Let’s Talk About Money, Baby!


I get all excited over a solid life insurance policy and a paid-off mortgage! I’m a money nerd that way.


I’ve been the woman to walk into a store and buy a room full of furniture with cash. I’ve also been the money-conscious mama at the grocery checkout, silently debating whether the bag of grapes is worth going over budget for. I’ve had more than enough, and at times I’ve had just enough to get by. I’ve always been frugal-minded but living through COVID, shortages created by supply chain issues, and an ever-changing economy have had an impact on how I handle finances.


Point blank: Ladies, we don’t talk about money as much as we should.


I’ve walked away from good money for the sake of family and sanity. I have penny-pinched my way through many “rainy days.” I’ve helped keep my family afloat when layoffs and unemployment have dropped us from a one-income family to none. I have been so humbled. I’ve also learned a lot about the bare necessities.


I look at money differently now, and I offer advice to anyone who will listen. I’ve learned the hard way that money can be fickle. I also know that preparation for the hard times starts when things are going well. Having reserves never hurt anyone, and some things are worth the wait. Some things just aren’t worth the fuss!


a close up of a $100 bill



As the Chief Operating Officer of my family, there are a few things I live by to keep our finances in check and plan for the unexpected future:


Can’t Afford it? Don’t buy it!

Common sense, right? Well, credit makes it so easy to over-extend. In our home, we use credit cards to build credit and pay them off each month. Rule of thumb: Only charge what you can actually afford to pay out of pocket for and then pay the balance off quickly. It’ll help build your credit while keeping you from accumulating debt.



Putting aside even $50-$100 a month can have huge benefits if done consistently. Interest builds, and before you know it, you’ll have a little nest egg for unexpected life events, home repairs, car repairs, family travel, or whatever else comes your way.

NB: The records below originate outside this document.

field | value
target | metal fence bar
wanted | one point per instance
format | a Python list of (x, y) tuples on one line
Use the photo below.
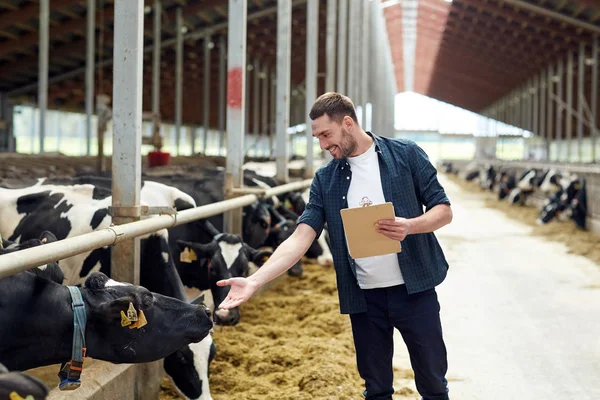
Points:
[(23, 260)]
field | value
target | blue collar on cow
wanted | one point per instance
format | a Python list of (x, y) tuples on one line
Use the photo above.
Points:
[(70, 372)]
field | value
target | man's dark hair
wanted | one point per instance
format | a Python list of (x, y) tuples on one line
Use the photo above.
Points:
[(335, 105)]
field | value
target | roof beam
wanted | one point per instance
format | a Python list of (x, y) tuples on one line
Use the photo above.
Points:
[(31, 10)]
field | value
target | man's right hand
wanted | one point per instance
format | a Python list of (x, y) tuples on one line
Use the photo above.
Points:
[(241, 290)]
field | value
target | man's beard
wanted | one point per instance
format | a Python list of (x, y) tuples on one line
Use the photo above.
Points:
[(347, 145)]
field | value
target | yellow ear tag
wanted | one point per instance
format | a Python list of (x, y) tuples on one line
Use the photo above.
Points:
[(131, 313), (184, 256), (15, 396), (124, 320), (141, 322)]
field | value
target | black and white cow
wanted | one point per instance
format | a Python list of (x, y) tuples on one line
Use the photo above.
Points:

I can make several hundred dollars a month selling items online through places like Facebook Marketplace and eBay. It’s an easy side hustle that keeps my house from becoming a hoarders’ paradise. Everything gets sold from baby items, children’s clothing, furniture, household goods, books, small appliances, electronics, etc. That money is placed into a savings account.


Find Out What You Can Afford, Then Buy Less!

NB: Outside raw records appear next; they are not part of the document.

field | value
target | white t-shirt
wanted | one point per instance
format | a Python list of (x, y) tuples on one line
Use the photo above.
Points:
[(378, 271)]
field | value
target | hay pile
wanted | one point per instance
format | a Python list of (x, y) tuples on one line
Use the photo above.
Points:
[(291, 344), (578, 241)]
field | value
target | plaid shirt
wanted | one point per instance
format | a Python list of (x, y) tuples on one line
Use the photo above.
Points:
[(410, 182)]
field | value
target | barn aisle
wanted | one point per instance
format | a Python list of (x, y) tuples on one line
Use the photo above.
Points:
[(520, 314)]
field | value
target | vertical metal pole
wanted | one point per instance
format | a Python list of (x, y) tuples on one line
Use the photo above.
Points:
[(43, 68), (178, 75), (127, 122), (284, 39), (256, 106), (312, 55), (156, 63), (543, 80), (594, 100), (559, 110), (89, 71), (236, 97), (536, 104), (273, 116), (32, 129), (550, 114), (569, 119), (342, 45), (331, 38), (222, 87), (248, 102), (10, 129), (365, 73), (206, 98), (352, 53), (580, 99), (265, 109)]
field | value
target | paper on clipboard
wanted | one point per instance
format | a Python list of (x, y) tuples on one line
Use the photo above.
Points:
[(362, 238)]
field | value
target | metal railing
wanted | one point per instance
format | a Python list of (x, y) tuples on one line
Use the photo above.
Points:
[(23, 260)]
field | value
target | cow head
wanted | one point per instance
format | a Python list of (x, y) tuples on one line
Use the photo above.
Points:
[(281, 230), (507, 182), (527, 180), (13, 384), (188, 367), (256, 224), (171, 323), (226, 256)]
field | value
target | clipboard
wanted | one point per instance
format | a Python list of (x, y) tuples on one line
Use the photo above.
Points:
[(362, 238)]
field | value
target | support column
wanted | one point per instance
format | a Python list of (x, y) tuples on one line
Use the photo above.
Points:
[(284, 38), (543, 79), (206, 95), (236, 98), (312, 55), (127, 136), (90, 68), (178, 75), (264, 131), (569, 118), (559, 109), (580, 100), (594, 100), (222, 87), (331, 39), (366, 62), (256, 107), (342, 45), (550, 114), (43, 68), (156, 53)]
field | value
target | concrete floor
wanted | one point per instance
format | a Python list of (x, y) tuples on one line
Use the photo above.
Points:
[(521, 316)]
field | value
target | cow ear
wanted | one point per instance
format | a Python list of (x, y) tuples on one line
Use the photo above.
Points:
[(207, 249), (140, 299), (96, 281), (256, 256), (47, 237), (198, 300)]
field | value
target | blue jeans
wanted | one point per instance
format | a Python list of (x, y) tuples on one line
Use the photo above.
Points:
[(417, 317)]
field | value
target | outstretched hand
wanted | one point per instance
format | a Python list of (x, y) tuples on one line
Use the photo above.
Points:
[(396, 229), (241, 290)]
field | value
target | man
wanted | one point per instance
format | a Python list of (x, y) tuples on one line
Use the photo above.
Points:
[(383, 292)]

We buy pre-owned cars whenever possible and when approved for loans, we spend less than the loan approval amount. The average person buys what their income allows instead of living below their means. Living below what we can afford gives us breathing room for the unexpected.



Home loans and auto loans are always good to refinance as soon as you can for lower monthly payments. After we’ve had a car for about six months, we refinance with a local credit union. It helps us pay the loans off faster, and the credit union gives us better interest rates.

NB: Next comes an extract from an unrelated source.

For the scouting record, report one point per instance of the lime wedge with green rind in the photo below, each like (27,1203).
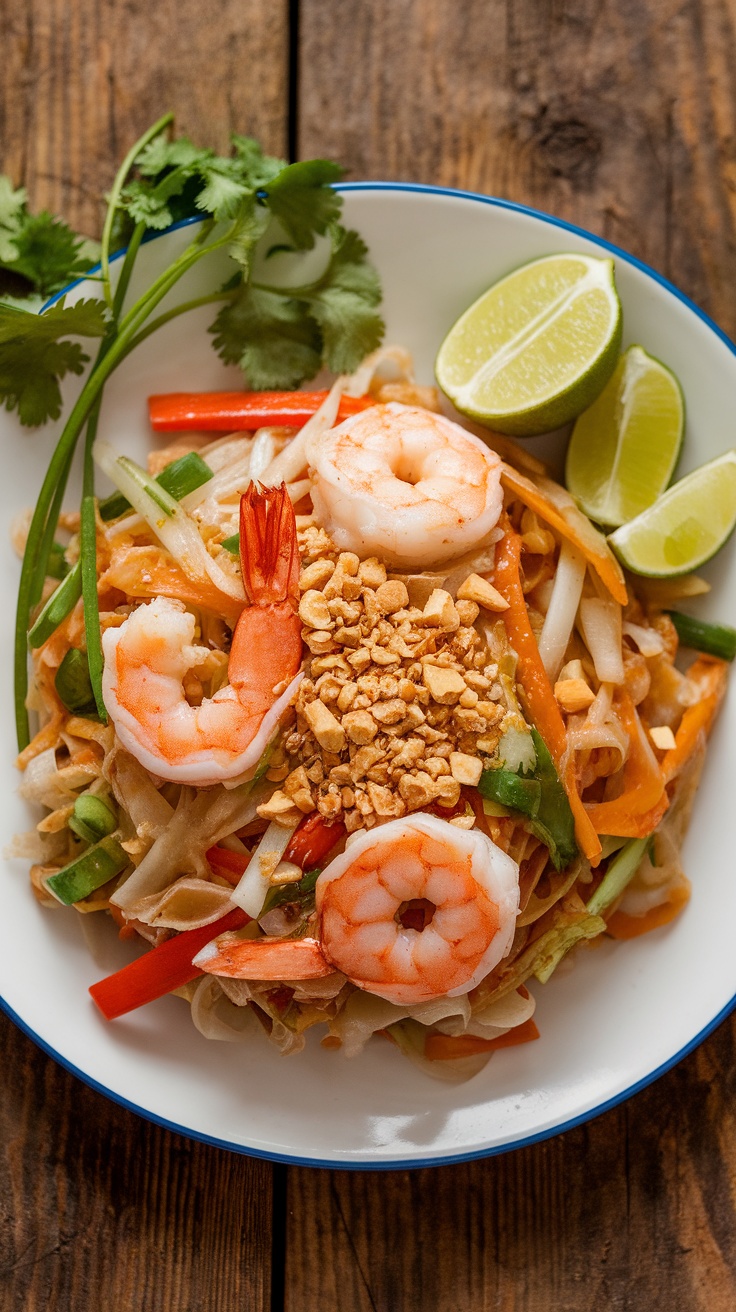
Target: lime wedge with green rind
(686,526)
(625,446)
(537,348)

Get Life Insurance While You Can

I thought I would have plenty of time to invest in life insurance, but I got sick in my late twenties, and my diagnosis makes it very difficult to obtain a policy. Don’t procrastinate! Many agencies allow you to pay for the insurance on auto-debit so you can set it and forget it.


Talk About It

Communicating openly and honestly with my spouse about money has been a game-changer. It wasn’t always that way, but once we got into the habit of talking about EVERYTHING financial, we started to see big changes in a positive way. We don’t keep debt from one another. We discuss all big purchases and have set financial goals together based on what is important to us for the future of our family.

Last but not least …


Get Help

There are finance, tax, and investment professionals that can help you along the way. Never be too embarrassed to ask the tough questions!